Cette identification et cette hiérarchisation des causes sont de règle dans les enquêtes qui suivent les accidents de navigation aérienne. C’est une tâche longue, difficile, coûteuse. On ne peut se proposer d’étudier ainsi tous les accidents, mais on n’évitera pas de le faire sur des échantillons aussi représentatifs que possible de chaque type d’accident. Toutefois il demeure une difficulté a priori: tout accident est en quelque façon ineffable, ou tout au moins il est unique, incommensurable, et n’est jamais vraiment le calque d’un autre. C’est une «histoire» originale, un cas clinique. Néanmoins, de même qu’en médecine on décrit des maladies, on est fondé à extraire les caractères communs à un grand nombre d’observations bien faites.

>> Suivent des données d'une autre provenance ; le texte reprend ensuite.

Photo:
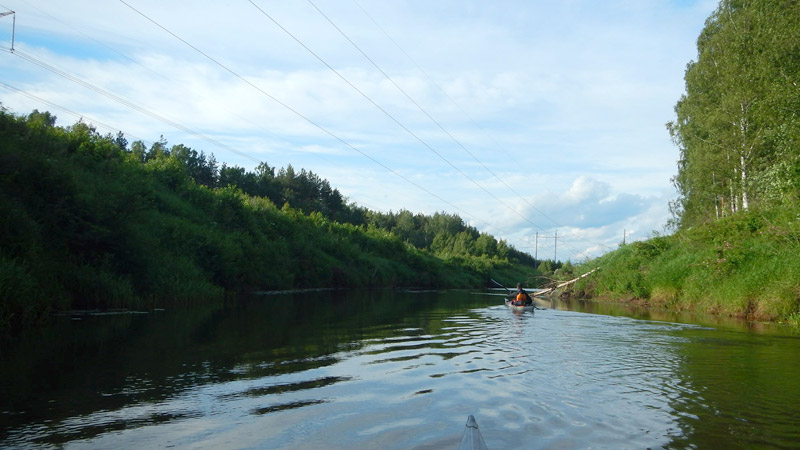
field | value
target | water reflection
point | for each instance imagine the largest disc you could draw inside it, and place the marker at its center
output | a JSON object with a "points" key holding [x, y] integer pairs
{"points": [[397, 370]]}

Il importe encore de différencier les causes immédiates, qui sont en fait souvent des causes secondes, des causes médiates (plus ou moins lointaines), mais qui peuvent être en réalité des causes premières; cette distinction est parfois très ardue, d’autant plus qu’il faut faire des choix, fixer des limites à la remontée dans le temps. D’autre part, et symétriquement, il importe de déterminer le moment de l’accident, moment au-delà duquel on n’a plus affaire qu’à des causes aggravantes dont la signification est différente.

Parmi les causes identifiables, beaucoup sont matérielles, purement matérielles. Il faut y insister, car on risquerait de les sous-estimer. Cependant, en dernière analyse, toute cause d’accident peut être ramenée à une ou à des causes humaines, ne serait-ce qu’à l’occasion d’une méconnaissance des lois physiques de la nature. Le «facteur humain», si souvent invoqué, ne saurait en aucun cas servir d’excuse aux personnes chargées de responsabilités quant aux choses; bien au contraire, il les inclut. Mais qu’en est-il au juste de ce facteur humain? On invoque les déficits physiologiques, les insuffisances de la perception, l’inattention, l’indiscipline. Ce sont des vues exactes mais tout à fait partielles. Car tout passe par des jugements.

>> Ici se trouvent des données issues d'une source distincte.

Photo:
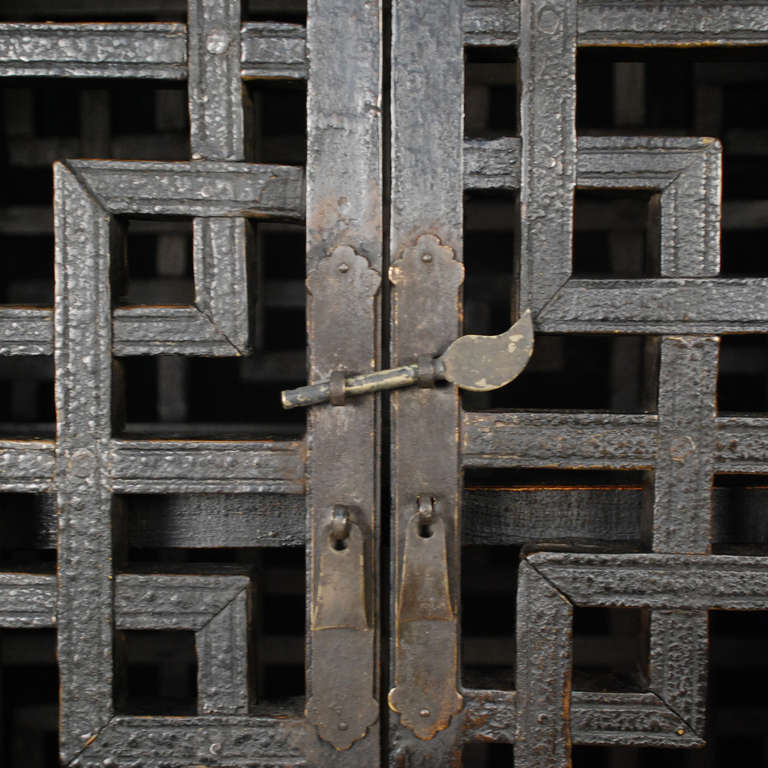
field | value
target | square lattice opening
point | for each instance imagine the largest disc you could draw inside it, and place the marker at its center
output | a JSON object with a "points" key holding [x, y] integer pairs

L’accident résulte de la rencontre à un certain moment, dans un certain milieu, d’une certaine personne (ou de plusieurs) et de certains objets. Chaque personne impliquée a dû porter des jugements sur les différents paramètres. Et c’est dans un trouble de ce jugement que réside toujours le nœud des événements (un sourd compense ou ne compense pas son infirmité – on ne peut maintenir son attention sans répit, il faut mobiliser son attention à bon escient – une route glissante est une route mal construite, etc.). La sottise et l’ignorance faussent le jugement, la fatigue ou l’émotion en altèrent les bases, la névrose le saborde.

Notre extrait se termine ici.